But why does Babbitt remind you of a dirigible balloon? I
don't see the connection."
"Don't you? Well, seems's if I did. Phin fills himself up with
the gas he gets from his Anarchist papers and magazines--the 'rich
man's war' and all the rest of it--and goes up in the air and when
he's up in the air he's kind of hard to handle. That's what you
told me about the balloon, if I recollect."
Grover laughed heartily. "Then the best thing to do is to keep him
on the ground, I should say," he observed.

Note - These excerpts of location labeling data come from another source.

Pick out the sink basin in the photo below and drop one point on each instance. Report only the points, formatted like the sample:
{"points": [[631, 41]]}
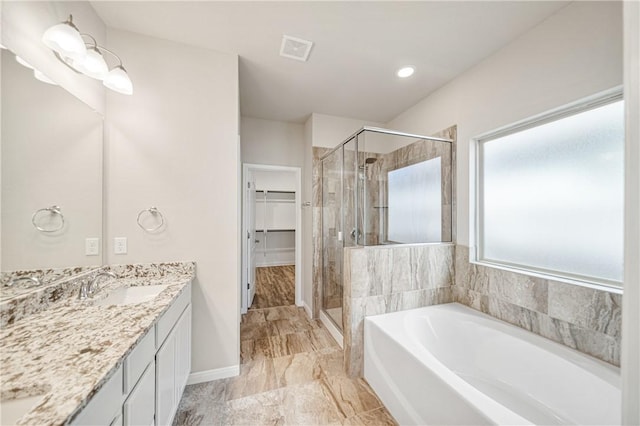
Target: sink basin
{"points": [[132, 295], [11, 410]]}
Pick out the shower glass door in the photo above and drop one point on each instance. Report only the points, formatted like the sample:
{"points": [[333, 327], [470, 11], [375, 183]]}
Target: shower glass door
{"points": [[332, 236]]}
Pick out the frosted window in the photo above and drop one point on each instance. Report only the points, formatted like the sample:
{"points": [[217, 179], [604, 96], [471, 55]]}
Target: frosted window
{"points": [[551, 197], [415, 203]]}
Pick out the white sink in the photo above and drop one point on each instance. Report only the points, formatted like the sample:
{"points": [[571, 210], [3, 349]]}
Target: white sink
{"points": [[132, 295], [11, 410]]}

Jed rubbed his chin. "Um-hm," he drawled, "but shuttin' off his
gas supply might help some. I don't think I'd worry about him
much, if I was you."
They separated at the front gate before the shop, where the rows of
empty posts, from which the mills and vanes had all been removed,
stood as gaunt reminders of the vanished summer. Major Grover
refused Jed's invitation to come in and have a smoke.
"No, thank you," he said, "not this evening. I'll wait here a
moment and say good-night to the Armstrongs and Phillips and then I
must be on my way to the camp. . . . Why, what's the matter?
Anything wrong?"
His companion was searching in his various pockets. The search
completed, he proceeded to look himself over, so to speak, taking
off his hat and looking at that, lifting a hand and then a foot and
looking at them, and all with a puzzled, far-away expression.